A semana política terminou com a notícia de que o MDB fez um convite ao presidente Jair Bolsonaro para que ele se filiasse ao partido. A informação foi dada inicialmente pelo jornalista Gerson Camarotti, da TV Globo, na sexta-feira (9). O convite teria sido feito pelo senador Eduardo Braga (MDB-AM).
A ideia de Bolsonaro integrar-se ao MDB, especialmente depois que o partido retirou da sigla o “P” e retornou às três letras que o caracterizavam durante a ditadura militar, não deixa de ser surpreendente. Afinal, o MDB foi criado para fazer oposição ao regime que Bolsonaro sempre defendeu com unhas e dentes. Políticos do partido, como Rubens Paiva, foram mortos pela ditadura. Sob o comando de Ulysses Guimarães, o MDB acabou por conduzir a eleição de Tancredo Neves no Colégio Eleitoral, em 1985, pondo fim ao regime e redemocratizando o país. Ao promulgar a Constituição de 1988, Ulysses comunicou em seu discurso, que tinha “ódio e nojo” da ditadura.
Nova roupagem
Mas o MDB não é mais comandado por Ulysses. E o novo MDB, outra vez com a sigla de três letras, parece ter as mesmas características pragmáticas da atual roupagem de Bolsonaro na sua aproximação com setores políticos do Congresso. E é neste momento que retorna também aos holofotes da política outro nome que tem essas características, o senador Renan Calheiros (MDB-AL).

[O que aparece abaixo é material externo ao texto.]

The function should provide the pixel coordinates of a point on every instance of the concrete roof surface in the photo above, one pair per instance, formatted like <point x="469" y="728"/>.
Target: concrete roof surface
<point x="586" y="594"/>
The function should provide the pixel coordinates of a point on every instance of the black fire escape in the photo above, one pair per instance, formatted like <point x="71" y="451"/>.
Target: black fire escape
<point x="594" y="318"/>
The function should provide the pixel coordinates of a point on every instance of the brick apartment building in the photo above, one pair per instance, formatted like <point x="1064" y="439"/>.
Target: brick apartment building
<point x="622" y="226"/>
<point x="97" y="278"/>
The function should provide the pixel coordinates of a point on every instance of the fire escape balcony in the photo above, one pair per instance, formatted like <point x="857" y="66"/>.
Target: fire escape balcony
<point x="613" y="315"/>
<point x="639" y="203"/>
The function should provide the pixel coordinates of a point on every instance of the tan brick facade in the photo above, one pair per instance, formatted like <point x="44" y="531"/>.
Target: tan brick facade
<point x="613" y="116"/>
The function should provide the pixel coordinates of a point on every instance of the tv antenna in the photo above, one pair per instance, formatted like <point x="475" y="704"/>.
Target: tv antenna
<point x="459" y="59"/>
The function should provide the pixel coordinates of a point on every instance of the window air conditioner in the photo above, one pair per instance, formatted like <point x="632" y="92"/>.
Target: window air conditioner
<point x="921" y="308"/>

Renan andava sumido dos corredores azuis do Senado desde que foi derrotado na disputa pela presidência da Casa por Davi Alcolumbre (DEM-AP). Durante a pandemia, optara por um mergulho na sua base eleitoral, Murici, cidade
administrada por Olavo Calheiros Neto, seu sobrinho. Reapareceu como organizador do jantar que reconciliou o presidente da Câmara, Rodrigo Maia (DEM-RJ) e o ministro da Economia, Paulo Guedes.
Ao promover a reaproximação, Renan faz seus cálculos políticos. Se aproxima de Bolsonaro justamente no momento em que o presidente trabalha para aumentar sua popularidade no Nordeste, sua região política. E quando o presidente busca meios de financiar seu programa social, o Renda Cidadã. Renan foi o relator no Senado do Bolsa Família dos governos petistas.
Consensos políticos
A iniciativa de Renan de tentar reaproximar Guedes e Maia foi elogiada por colegas, como o líder do DEM na Câmara, Efraim Filho (PB). “Ele soube ter a visão de papéis que desempenhou no passado e usou a experiência anterior para resolver uma situação situação delicada. É um político de reconhecida habilidade”, disse aos repórteres Julia Chaib, Gustavo Uribe e Danielle Brant, da Agência Folha. É uma avaliação parecida com a de um colega de Renan no Senado, que afirma que o ex-presidente da Casa “faz o que sempre faz, busca consensos políticos”.
Sempre próximo dos governos
Na verdade, a história política de Renan é de incrível capacidade de aproximação dos governos, sejam quais forem. Depois de um início no MDB, em oposição ao regime militar, em 1979, Renan foi eleito pela primeira vez deputado federal em 1982, quando Fernando Collor elegeu-se governador de Alagoas. Na época, chamava Collor de “príncipe herdeiro da corrupção”. Alguns anos depois, era um dos artífices da construção da candidatura de Collor à Presidência. Filiou-se ao PRN de Collor e tornou-se líder do governo.
Em 1990, depois de atritos relacionados com a campanha de Geraldo Bulhões ao governo alagoano, rompeu com Collor, denunciando a existência de um esquema de corrupção comandando pelo ex-tesoureiro da campanha presidencial, Paulo Cesar Farias, o PC. Chegou a depor na CPI que deu origem ao processo de impeachment de Collor.
No governo Itamar Franco, lá estava Renan Calheiros, de 1993 a 1994, como vice-presidente executivo da Petrobras Química S.A.
Ministro da Justiça
Fernando Henrique Cardoso foi eleito para suceder Itamar Franco e, em 1998, eis que Renan se torna ministro da Justiça. Na primeira eleição de Lula, oficialmente o PMDB apoiou o candidato do PSDB, José Serra. E registre-se que o único estado em que Serra venceu as eleições foi Alagoas. Mas, logo depois, Renan já estava entre os nomes que articulavam uma aproximação com o novo governo eleito. Aliado de Lula no PMDB, José Sarney elegeu-se presidente do Senado em 2003. Na sequência, Renan o sucedeu no comando da Casa.
O PMDB era aliado de Dilma Rousseff, tanto que compunha mesmo a sua chapa, com Michel Temer como vice. Ao final, Renan e vários outros peemedebistas votaram por seu impeachment.